It seems to me that I have spoken elsewhere in this blog about what a remarkable time for me the school year of 1973-1974 was. I had turned ten the summer before, and under the tutelage of a remarkable young teacher my reading had taken off, seeking out and obtaining for my own (and not simply for homework) chapter books. That year saw Bed-knob and Broomstick added to my small library, and Journey To The Center of The Earth, The Three Musketeers, Around The World In Eighty Days, and One Hundred And One Dalmatians. That year I also read Cinders, by Katharine Gibson, a book the plot of which I never forgot, but whose title and author eluded me for decades. It is the story of the mouse who was Cinderella's coachman, and who does not turn back at midnight, and who must make his way in the world of men.
I looked for it, whenever I went to a used book store. When the internet came along, I searched for it using every combination of terms I could think of. My quest has always been hindered by various red herrings across the path: numerous authors have since written books on same theme. There was Cinderella's Rat, by Susan Meddaugh, and I was A Rat, by Phillip Pullman, and Coachman Rat, by David Henry Wilson. It further complicated things when Disney came out with a sequel to their Cinderella with the same plot element. There the search rested for a while, if uneasily.
Some months ago I discovered the blog Collecting Children's Books, by librarian and author Peter Sieruta. Thinking that someone with such knowledge and resources about children's books as he evinced might surely be of some help, I wrote him an e-mail giving him the details and asking his aid. He posted the request on his blog, and within a week to my joy it was answered, and by none other than Laura Amy Schlitz, author of Good Masters! Sweet Ladies! Within a week and a half of that I had my own copy off of eBay and was once again reading a book I hadn't seen in 37 years or so.
Cinders opens with the eponymous hero alone in the windy darkness before closed castle gates, the last stroke of midnight still vibrating on the air. Close to him is a shattered pumpkin shell and some rats and mice scurrying away; he catches a brief glimpse of a girl in tattered clothes fleeing crying into the dark. He has no idea who he is or what he is. When he wanders into the royal stable the only name he can give for himself is Cinders, which is the single half-memory still in his head.
Cinders is a small, slight, mousy man, with pointy ears and nose and bright, beady little eyes, and he is dressed all in gray. He is smaller even than the loutish stableboys who work for the head groom, and when the groom hires him to work with in the stable there is some bullying and doubts about his abilities. Through industriousness, politeness, and kindness, however, he makes a place for himself, and when he heals Flash, the King's favorite horse, through his instinctive knowledge of animals, Cinders becomes a favorite in his circle.
Cinders is put to the test when Cinderella's prince is in danger of falling into a trap, and a swift messenger is needed to warn him. Taking off on his own on Flash through dangerous enemy territory, the mousy little man is able through speed, stealth, and smallness to save the Prince by delivering his message.
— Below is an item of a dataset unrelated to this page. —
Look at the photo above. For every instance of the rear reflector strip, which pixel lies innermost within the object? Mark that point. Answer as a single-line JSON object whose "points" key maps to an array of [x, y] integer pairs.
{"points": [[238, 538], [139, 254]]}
As a reward, after Cinderella is re-united with the Prince and they wed, Cinders is made the Royal Coachman, fulfilling his destiny.
"Flash," he said, "at last, I know who I am and where I belong. Flash, right now and here, I am Cinderella's Coachman. I always have been."
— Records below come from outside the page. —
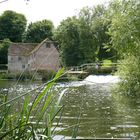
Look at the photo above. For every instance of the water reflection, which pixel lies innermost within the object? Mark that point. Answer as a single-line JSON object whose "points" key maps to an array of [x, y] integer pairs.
{"points": [[100, 113]]}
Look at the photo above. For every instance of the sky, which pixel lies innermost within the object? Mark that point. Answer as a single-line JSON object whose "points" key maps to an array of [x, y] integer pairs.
{"points": [[54, 10]]}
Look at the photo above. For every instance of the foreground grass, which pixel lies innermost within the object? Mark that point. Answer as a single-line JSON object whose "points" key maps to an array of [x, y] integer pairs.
{"points": [[19, 124]]}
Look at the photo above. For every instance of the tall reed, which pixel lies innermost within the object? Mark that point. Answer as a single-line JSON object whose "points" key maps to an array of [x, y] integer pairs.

Cinders was published in 1939 by Katharine Gibson, who wrote at least four other books for children. Gibson passed away in 1960. The book was reprinted in 1969; it was probably (but not certainly) this edition I read in school. The illustrations are by Vera Bock.
While I was re-reading it at last, I became aware of how deep this little book had sunk into my mind. First of all, it was a sort of proto-evangelion in my experience for The Hobbit; both heroes are as small as children, and originally looked down upon by people who measure worth in inches or fierceness. Cinders is described as being no bigger than a ten-years-old child (and remember I was then exactly ten myself) and that is exactly an age when you can suddenly become very aware of yourself and wonder both about where you came from, your place in the world, and where you are going.
I also found on re-reading that I had somehow subconsciously based a character in the children's book I had written largely on Cinders, in at least appearance. My character Thornbriar (a Field Elf) also wears a high hat with a wide brim, a long coat, and pointed shoes with buckles. He is about four feet high, has pointed ears and a long nose that (to my astonishment) twitches just like Cinders', a detail I swear I never remembered. But there it is.
Cinders is a delightful book, and deserves to be republished, but I wonder if it ever can be, as things stand. I don't know if the kind of children it was written for are being produced in any quantity now; the kids of our age seem to pass so quickly from innocent to ironic I don't know if the idyllic qualities of this book would ever appeal to a large enough audience. But there is always the hope that it could still be passed on from admirers to their children, and that this work, already over seventy years old, might linger a while yet.